Sunday, January 4, 2015: 9:00 AM
Liberty Suite 5 (Sheraton New York)
Mary Kay Vaughan, University of Maryland at College Park
      For Western Europe and the U.S., Norbert Elias, Arthur Marwick and Jeremi Suri explain 1960s rebel youth as products of an era of unprecedented economic prosperity and peace, population growth, consumption, the concentration of a teenage sector in its own spaces, and vociferous democratic ideology in a Cold War setting..Although they never use this concept, they are talking about a modern welfare state based on a Fordist model of industrial production engaged in a mobilization for children’s development.

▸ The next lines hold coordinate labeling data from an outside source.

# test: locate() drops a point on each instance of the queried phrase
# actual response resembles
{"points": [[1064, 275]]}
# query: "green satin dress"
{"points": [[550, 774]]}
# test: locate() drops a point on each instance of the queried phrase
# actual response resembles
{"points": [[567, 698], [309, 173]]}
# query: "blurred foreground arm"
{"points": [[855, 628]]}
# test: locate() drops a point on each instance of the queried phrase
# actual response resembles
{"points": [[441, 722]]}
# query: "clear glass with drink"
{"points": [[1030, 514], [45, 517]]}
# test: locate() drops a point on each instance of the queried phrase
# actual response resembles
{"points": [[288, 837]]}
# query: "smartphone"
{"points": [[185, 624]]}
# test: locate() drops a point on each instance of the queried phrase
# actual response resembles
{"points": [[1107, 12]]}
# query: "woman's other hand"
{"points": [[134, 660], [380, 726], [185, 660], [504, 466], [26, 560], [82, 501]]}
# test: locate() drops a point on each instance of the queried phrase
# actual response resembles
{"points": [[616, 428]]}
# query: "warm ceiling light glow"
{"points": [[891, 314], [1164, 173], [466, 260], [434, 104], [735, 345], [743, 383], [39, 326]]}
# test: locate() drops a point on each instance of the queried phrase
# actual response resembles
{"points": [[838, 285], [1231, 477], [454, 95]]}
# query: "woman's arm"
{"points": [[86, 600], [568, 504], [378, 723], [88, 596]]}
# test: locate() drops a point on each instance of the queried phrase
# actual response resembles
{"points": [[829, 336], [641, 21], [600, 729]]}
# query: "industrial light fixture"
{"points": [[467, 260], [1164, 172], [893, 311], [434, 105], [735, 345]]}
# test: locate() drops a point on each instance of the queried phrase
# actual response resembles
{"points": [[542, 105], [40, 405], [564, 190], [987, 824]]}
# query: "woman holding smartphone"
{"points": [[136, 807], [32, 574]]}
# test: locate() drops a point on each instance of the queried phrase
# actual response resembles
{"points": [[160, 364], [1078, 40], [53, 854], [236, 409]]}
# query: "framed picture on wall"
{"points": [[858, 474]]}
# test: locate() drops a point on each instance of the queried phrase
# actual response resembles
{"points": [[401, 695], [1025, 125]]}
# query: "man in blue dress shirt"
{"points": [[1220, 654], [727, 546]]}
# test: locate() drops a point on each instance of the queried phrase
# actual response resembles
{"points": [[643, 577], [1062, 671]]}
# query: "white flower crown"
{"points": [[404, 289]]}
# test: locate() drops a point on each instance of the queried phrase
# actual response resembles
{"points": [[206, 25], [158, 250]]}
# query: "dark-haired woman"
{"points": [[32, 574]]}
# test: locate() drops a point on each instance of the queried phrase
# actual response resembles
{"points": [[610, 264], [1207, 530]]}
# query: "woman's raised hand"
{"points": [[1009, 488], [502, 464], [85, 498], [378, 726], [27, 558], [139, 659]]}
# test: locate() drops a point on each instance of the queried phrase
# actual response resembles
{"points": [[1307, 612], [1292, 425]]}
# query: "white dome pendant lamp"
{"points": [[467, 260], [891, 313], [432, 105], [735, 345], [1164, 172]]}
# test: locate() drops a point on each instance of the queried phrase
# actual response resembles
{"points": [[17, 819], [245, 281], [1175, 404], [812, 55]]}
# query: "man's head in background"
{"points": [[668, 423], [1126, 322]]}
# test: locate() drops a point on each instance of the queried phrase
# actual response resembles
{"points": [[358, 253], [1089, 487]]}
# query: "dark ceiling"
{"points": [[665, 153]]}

Such states were not limited to the Euro-US metropolis.  Mexico was one of several outside that space.    Drawing upon my book, Portrait of a Young Painter: Pepe Zuñiga and Mexico City’s Rebel Generation(Duke, 2014), I examine the educational/social/cultural processes that formed a freedom-seeking, affective, and contestatory subjectivity in a broad sector of Mexican youth growing up in the capital in the 1940s, 50s, and 60s.   I look at family, schooling, radio, cinema, recorded music, sports,  live music, theater, painting, literature, television, and youth’s rapidly multiplying spaces of sociability, discussion, pleasure, and contestation.   The overall process was transnational as were much of the media and other products youth consumed.    If Mexico City Is to be distinguished in this socialization process from the U.S., it is perhaps in Mexico’s more authoritarian, hierarchical, corporatist and patriarchal structures and in a deeply Catholic society, that delighted in sinful pleasures (much more than the Puritanical U.S.)  but was also deeply, often militantly conservative.